New Jersey School of Conservation hosts Flag Raising Ceremony honoring the 90th Anniversary of the Civilian Conservation Corps
SUSSEX COUNTY, NJ — This Friday, March 31 at 11 AM the New Jersey School of Conservation (NJ SOC) will honor the 90th anniversary of the Civilian Conservation Corps (CCC), an important New Deal-Era program, with a commemorative flag raising ceremony.
The current location of the NJ SOC is the site for a former CCC group camp that was constructed in Stokes State Forest between 1932 and 1934.
“With today’s flag raising ceremony, the New Jersey School of Conservation is honoring our connections to one of our nation’s most storied conservation programs,” said Kerry Kirk Pflugh, President of the Friends of the New Jersey School of Conservation, which manages the site. “As we continue our work expanding the School of Conservation’s commitment to environmental education, we are privileged to also have the opportunity to revitalize and preserve a site with such historic significance.”
The CCC was one of the many public works relief programs developed by the Franklin Roosevelt administration during the Great Depression. The program, which operated between 1933 and 1942, employed young men ages 17-28 in jobs related to the conservation and appropriate development of natural resources in rural areas on lands owned by the federal, state and local governments.
Many of the nation’s most famous natural sites, including 711 state parks, as well as Big Bend National Park in Texas and Great Smoky Mountains National Park in North Carolina and Tennessee, owe their existence to the CCC.
In Stokes State Forest, the CCC collaborated with what was then the New Jersey Department of Conservation and Economic Development to establish two “group camps” to help preserve the area, which had originally been donated to the state by Governor Edward Stokes.
The NJ SOC is the product of New Jersey’s commitment to conservation and continues the legacy of the CCC through its programming and education.
Since its founding, the NJ SOC, has served more than 500,000 students, teachers, masters and doctoral candidates, college and university professors, and visiting professionals through its more than 40,000 year-round residential environmental education and summer camps.
It has played a key role in the development of environmental education nationally and has served as a model for environmental centers across the world.

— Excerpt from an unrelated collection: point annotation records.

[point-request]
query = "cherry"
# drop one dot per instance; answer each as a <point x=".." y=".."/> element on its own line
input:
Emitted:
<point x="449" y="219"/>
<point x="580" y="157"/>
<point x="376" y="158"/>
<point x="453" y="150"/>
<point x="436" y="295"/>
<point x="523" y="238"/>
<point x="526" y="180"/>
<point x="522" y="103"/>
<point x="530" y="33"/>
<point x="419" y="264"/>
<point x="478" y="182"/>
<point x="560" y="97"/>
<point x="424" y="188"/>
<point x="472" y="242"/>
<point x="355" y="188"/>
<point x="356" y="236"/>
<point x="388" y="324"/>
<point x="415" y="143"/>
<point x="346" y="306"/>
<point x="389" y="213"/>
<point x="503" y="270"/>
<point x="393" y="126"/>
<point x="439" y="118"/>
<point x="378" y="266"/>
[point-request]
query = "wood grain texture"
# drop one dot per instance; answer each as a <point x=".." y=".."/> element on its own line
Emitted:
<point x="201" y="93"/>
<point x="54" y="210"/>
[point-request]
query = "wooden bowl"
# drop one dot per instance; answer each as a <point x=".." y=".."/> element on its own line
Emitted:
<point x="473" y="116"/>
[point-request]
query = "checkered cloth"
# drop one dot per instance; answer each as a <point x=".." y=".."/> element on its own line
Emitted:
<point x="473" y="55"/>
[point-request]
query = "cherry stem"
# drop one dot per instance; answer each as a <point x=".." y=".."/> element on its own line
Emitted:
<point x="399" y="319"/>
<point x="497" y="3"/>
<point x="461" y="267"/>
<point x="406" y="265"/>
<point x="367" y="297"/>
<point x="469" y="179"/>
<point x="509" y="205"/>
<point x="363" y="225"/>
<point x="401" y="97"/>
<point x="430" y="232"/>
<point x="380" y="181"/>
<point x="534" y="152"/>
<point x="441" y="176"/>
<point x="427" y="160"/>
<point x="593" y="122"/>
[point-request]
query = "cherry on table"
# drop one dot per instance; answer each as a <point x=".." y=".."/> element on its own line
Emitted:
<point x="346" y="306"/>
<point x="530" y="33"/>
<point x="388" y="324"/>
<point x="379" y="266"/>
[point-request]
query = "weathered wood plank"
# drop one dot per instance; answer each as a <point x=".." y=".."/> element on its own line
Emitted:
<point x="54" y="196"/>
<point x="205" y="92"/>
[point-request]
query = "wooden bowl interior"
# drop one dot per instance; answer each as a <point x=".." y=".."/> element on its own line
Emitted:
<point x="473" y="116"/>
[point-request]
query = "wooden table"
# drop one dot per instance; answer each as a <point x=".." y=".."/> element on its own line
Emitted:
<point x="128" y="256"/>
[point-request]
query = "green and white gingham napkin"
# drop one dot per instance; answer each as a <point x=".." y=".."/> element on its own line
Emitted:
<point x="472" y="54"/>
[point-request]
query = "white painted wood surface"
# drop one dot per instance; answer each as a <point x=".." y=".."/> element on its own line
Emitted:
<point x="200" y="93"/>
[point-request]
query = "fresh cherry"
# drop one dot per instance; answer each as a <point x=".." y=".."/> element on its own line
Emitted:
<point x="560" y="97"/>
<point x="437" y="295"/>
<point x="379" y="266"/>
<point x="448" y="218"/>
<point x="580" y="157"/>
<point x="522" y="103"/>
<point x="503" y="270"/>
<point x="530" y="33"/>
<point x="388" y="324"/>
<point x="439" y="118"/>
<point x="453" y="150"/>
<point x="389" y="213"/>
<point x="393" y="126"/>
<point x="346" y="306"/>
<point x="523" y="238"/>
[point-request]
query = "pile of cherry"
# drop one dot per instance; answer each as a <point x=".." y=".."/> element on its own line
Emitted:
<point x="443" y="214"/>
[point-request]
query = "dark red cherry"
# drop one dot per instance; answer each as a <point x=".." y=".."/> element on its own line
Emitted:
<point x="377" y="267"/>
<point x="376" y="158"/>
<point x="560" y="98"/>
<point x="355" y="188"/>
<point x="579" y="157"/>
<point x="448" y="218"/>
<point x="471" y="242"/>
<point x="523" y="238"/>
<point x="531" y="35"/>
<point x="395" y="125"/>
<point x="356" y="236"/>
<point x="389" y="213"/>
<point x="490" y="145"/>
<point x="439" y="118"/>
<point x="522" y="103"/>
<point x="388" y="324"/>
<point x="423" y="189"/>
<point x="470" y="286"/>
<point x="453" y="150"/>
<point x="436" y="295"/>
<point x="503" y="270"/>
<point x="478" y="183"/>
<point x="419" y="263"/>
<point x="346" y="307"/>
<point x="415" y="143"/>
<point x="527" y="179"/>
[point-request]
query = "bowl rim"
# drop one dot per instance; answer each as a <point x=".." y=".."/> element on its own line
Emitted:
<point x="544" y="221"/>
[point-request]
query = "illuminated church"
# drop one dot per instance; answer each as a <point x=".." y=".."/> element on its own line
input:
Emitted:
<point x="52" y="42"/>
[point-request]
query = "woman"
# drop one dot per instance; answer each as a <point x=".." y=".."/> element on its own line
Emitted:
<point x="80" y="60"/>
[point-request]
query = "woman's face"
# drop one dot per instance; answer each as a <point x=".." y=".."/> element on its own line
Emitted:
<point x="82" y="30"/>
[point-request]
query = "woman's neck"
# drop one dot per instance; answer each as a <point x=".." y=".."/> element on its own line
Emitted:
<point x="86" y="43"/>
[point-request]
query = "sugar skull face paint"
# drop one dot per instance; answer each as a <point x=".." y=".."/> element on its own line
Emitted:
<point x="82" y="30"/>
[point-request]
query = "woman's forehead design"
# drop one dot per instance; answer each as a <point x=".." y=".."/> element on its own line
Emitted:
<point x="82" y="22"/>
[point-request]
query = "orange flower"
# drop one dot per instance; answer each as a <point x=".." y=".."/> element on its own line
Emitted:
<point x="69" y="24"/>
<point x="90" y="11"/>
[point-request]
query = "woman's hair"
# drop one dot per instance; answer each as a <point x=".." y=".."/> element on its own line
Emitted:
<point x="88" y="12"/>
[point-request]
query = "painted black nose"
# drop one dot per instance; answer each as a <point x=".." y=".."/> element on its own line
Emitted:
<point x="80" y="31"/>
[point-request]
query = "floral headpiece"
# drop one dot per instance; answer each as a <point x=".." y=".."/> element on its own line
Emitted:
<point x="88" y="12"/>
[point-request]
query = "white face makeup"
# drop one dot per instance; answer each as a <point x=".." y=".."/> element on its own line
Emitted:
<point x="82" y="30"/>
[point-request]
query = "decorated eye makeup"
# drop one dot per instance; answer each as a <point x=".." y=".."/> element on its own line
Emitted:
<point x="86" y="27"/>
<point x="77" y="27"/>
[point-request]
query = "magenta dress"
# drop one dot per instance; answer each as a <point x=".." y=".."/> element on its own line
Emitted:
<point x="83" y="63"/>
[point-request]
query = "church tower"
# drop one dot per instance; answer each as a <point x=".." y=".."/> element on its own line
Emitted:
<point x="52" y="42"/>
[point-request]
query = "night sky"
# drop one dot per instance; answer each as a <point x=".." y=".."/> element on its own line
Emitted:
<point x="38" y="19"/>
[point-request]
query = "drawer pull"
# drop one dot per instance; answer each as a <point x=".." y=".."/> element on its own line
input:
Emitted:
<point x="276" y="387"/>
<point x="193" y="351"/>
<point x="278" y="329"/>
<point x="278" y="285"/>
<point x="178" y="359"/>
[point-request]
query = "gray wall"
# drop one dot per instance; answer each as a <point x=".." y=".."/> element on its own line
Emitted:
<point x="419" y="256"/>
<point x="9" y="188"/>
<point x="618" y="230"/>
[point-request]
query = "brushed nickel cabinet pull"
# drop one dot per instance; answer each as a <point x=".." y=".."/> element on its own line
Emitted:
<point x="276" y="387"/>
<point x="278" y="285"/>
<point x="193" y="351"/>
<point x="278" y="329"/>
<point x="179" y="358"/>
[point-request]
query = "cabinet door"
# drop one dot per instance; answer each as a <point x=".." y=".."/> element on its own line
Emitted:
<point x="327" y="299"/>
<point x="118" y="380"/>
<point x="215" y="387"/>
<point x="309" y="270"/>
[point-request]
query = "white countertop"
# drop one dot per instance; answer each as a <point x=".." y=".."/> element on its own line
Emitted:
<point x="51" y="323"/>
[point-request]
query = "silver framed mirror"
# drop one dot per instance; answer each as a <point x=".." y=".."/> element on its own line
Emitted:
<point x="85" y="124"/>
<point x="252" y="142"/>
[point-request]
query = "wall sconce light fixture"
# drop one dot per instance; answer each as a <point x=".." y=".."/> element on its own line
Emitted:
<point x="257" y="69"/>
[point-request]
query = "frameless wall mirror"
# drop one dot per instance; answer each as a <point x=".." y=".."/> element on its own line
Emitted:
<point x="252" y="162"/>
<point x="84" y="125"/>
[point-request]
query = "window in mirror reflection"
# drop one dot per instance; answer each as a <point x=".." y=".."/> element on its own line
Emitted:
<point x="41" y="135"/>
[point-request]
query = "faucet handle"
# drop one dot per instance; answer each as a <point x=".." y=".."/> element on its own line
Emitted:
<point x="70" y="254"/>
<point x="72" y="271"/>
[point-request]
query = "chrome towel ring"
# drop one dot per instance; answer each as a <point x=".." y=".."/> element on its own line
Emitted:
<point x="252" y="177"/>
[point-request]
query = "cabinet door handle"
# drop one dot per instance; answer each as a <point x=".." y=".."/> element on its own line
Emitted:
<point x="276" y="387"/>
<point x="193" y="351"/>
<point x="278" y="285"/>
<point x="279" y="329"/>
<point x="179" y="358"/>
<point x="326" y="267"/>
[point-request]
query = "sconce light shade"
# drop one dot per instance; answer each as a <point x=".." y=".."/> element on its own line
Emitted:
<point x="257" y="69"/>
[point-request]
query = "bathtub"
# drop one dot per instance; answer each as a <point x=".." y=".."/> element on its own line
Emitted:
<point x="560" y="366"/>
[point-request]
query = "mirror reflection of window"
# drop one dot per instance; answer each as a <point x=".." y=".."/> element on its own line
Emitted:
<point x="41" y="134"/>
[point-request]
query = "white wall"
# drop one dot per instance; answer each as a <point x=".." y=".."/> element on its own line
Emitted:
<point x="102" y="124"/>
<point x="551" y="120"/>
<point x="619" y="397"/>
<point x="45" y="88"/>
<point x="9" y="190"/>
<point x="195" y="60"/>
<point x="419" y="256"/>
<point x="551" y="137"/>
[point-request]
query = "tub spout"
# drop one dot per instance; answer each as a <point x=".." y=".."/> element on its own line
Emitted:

Throughout its 72-year history, the NJ SOC has transformed and evolved to address the changing needs of students and educators, contributing to its success and endurance as an institution of learning, while remaining true to its original approach to instruction and the core values of the CCC.
Since management of the School was turned over to the Friends, a broad-based coalition of educators, alumni and conservationists has worked to build off this proud heritage by expanding educational opportunities to additional students while also working to preserve the historic CCC-era structures — many of which are still in use today.
One of the central tasks the Friends have taken on is to make desperately needed repairs and improvements to the property, which suffered from years of neglect.
These investments are ensuring that the historic structures that remain at the School will remain a resource for students for many more years.
“We hope that today’s flag raising ceremony highlights the critical investments we have made in preserving the heritage of the New Jersey School of Conservation,” said Friends board member Bern Weintraub. “Thanks to a generous appropriation from the State of New Jersey, we have been hard at work addressing decades of deferred maintenance and giving these historic structures a new lease on life. We’re working hard to ensure that students from across New Jersey will be able to learn here for generations to come.”